From pushback by @Erik_Eckstein on some suggested clean-ups to Swift Benchmark Suite, I got the impression that what I see in the GitHub repo isn’t all that relies on how the Benchmark_O works and that there are additional Apple internal concerns to be considered. For that reason I have taylored my refactoring to be always 100% preserving of existing behavior and all the new capabilities for robust measurement are strictly additive and hidden behind flags and optional arguments. Public scripts (Benchmark_Driver, run_smoke_bench) that build on it have leveraged these features, but I got the message that more radical changes are problematic because they would create additional Apple-internal maintenance burden which isn’t budgeted for. Is there such a thing? Maybe I just got a wrong impression…
Mainly the lack of any publicly visible scripts that use this parameter for anything. There are no doubt some personal workflows that rely on tags?

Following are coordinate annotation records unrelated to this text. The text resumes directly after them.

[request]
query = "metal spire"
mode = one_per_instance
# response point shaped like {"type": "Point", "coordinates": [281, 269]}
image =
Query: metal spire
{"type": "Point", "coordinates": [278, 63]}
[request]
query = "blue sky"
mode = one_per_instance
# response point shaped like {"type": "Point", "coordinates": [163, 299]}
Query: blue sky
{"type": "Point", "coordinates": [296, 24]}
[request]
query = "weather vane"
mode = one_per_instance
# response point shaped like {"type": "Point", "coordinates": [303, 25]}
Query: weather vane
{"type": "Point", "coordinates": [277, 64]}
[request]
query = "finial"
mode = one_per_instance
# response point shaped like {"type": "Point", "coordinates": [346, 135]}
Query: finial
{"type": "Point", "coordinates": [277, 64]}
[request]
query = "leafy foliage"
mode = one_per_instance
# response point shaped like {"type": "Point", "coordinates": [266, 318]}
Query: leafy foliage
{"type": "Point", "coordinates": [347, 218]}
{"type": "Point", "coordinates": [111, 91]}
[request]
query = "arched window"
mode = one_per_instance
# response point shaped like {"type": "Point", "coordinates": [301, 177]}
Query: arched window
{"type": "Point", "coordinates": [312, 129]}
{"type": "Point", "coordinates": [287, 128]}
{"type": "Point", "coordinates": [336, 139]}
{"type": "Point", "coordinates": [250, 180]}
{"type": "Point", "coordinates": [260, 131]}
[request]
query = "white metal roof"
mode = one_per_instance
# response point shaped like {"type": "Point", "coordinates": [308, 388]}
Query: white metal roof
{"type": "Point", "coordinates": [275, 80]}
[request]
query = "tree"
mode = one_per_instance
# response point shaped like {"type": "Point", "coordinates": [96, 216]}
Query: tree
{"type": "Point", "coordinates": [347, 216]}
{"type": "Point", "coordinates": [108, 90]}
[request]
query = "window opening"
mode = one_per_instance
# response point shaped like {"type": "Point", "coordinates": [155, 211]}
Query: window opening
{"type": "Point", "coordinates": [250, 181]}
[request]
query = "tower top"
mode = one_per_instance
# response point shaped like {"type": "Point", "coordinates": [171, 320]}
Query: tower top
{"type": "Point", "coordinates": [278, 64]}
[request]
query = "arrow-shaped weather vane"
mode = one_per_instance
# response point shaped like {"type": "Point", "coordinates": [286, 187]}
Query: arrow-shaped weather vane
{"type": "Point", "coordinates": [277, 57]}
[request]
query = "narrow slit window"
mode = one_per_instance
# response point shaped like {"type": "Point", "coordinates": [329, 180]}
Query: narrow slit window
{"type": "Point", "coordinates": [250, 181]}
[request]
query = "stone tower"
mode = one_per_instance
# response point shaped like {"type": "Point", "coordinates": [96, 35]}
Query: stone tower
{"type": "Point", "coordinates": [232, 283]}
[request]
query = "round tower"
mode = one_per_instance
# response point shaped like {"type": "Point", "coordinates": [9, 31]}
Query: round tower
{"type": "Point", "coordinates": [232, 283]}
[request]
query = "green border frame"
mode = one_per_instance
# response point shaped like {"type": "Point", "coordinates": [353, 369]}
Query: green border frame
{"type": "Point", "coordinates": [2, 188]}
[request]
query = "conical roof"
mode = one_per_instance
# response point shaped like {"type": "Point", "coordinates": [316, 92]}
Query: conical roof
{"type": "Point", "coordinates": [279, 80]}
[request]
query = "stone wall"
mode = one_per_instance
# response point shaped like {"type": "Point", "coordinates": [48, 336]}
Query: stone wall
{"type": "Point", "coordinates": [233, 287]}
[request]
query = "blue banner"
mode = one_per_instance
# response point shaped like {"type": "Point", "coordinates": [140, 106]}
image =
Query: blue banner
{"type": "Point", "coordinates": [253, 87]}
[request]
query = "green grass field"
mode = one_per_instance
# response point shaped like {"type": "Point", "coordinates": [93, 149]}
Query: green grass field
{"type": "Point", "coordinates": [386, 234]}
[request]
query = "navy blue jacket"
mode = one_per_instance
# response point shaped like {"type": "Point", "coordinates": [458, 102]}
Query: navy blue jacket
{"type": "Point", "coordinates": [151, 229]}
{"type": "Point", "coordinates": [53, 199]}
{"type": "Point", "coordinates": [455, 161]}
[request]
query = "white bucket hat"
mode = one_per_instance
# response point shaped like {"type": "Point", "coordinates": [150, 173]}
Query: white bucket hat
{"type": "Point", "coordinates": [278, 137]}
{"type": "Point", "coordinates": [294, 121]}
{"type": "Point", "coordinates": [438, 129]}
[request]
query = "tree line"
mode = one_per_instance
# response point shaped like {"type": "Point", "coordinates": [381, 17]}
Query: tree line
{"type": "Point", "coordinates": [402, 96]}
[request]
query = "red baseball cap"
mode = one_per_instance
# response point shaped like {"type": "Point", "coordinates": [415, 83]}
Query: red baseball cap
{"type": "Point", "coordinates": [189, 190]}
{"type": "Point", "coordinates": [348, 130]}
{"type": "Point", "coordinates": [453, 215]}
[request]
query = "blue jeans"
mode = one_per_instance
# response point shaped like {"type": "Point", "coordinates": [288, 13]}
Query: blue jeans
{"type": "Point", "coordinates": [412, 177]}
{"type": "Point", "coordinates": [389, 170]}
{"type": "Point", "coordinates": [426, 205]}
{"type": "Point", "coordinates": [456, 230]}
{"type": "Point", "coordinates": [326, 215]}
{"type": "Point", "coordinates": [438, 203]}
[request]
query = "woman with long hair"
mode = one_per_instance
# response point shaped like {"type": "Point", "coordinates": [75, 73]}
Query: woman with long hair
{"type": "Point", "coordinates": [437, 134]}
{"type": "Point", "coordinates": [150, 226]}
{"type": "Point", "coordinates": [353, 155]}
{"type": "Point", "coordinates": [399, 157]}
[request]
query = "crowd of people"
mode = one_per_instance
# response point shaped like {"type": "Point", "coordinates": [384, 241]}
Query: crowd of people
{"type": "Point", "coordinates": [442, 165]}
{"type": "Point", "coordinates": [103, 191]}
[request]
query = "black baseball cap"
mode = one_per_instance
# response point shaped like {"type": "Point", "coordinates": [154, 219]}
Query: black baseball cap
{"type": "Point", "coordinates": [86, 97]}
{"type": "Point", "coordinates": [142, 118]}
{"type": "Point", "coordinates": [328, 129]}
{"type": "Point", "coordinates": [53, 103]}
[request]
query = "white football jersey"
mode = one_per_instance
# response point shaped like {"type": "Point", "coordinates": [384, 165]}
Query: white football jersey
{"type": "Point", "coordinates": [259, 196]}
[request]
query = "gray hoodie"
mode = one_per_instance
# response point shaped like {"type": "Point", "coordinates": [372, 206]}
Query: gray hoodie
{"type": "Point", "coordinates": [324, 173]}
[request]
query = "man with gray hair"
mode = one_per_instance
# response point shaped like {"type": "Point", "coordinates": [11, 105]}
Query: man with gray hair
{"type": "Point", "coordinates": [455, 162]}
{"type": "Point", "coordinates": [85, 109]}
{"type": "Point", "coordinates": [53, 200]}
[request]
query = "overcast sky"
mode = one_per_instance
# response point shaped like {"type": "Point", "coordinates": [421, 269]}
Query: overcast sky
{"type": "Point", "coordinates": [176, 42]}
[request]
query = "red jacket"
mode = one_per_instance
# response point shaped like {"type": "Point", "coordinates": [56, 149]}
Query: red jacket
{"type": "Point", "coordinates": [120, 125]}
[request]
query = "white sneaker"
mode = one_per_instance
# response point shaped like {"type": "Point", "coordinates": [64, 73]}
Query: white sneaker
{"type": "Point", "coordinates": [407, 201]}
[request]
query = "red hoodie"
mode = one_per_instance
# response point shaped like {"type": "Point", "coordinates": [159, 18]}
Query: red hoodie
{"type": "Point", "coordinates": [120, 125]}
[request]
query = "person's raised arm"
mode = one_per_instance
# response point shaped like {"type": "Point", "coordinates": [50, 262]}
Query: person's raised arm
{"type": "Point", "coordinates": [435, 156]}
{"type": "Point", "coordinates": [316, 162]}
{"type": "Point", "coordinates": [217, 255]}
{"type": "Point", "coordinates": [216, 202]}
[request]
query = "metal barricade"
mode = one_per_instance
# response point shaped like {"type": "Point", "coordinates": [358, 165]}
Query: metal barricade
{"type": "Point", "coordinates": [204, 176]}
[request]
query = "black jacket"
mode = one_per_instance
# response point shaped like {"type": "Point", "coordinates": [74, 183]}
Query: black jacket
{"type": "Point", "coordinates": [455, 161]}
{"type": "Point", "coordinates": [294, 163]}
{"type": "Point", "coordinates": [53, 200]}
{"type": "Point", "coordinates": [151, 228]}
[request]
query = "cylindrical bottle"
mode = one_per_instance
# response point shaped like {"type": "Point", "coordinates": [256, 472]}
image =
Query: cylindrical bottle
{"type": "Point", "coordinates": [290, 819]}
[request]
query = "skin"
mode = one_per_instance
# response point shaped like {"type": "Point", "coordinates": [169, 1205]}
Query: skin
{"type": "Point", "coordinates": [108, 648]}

I've been focusing on analyzing the SBS as a whole and built tooling on top of Benchmark_O and Benchmark_Driver, I had no use for tags yet. Now my workflow during the cleanup is to first run Benchmark_Driver -f PATTERN with test that were flagged by Benchmark_Driver check and then, when I need to drill down to the details of individual benchmark I invoke Benchmark_O using numbers to select tests (revealed in previous results). While I'm tuning the legacyFactor, I'm usually looking at output from runs with rather long argument list like:
--num-iters=1 --num-samples=6 --quantile=4 --verbose
All benchmarks are tagged, because it’s a mandatory parameter, it’s just that it left me with impression of a pro forma excersise, rather than a vital organizing tool.
Here are stats from all 747 benchmarks in public SBS:
bin$ ./Benchmark_O --list --skip-tags= | cut -d ',' -f 3,4,5,6,7,8 \
| tr -d '[ ]' | tr ',' '[\n*]' | sort | uniq -c | sort -bnr
568 validation
559 api
215 String
144 skip
114 Array
64 bridging
56 algorithm
54 Data
51 Set
42 Dictionary
19 runtime
11 cpubench
10 abstraction
6 unstable
5 regression
5 refcount
3 miniapplication
3 exceptions
1 metadata
Almost everything is tagged api and validation, to the point it seem like a noise to me. The skip is all in Existential and StringWalk families (and I've suggested we keep that as Bool argument). The Array, Data, Dictionary and Set tagged benchmarks almost always include the type also in their benchmark names, so the performance tests for these currency types would be organizationally well covered just by the naming convention. Tag algorithm is quite interesting, but could still be replaced by grouping all these into one Algorithm. benchmark family in the naming hierarchy. The runtime, cpubench and the rest of the tags are hardly used (<2%).
Only the String tag seems like a solid argument for tagging, because of extensive coverage. @Michael_Ilseman do you rely on running Benchmark_O --tags=String? Could you share how you use the benchmarks?
That may be the original vision for introducing BenchmarkCategory, but is that also the practice after 1½ years? Probably I'm just unfamiliar with your workflows... Could you share some of these from your practice, to help me better understand the requirements and how the tags play into it all?
Isn't it possible to have an equally well organized Swift Benchmark Suite without tags by a thorough application of the naming convention? It seems like you could hand someone a command line using the Benchmark_Driver with multiple -filters to get the same effect as using tags. I realize we currently have a functionality gap between Benchmark_Driver and Benchmark_O, since Swift doesn't ship with regexes yet. Maybe we could add simple substring match +/- filtering?
Benchmark_O +String +Breadcrumbs +Char -Indexing
To be clear, I'm not hell-bent on eliminating the tags, only taking the BenchmarkInfo refactoring as an opportunity to simplify the implementation if possible… you know, convention over configuration and all that 
Apropos, @Michael_Gottesman any thoughts on keeping/dropping of the unsupportedPlatforms: BenchmarkPlatformSet ? It is only used in the DictionaryKeysContains.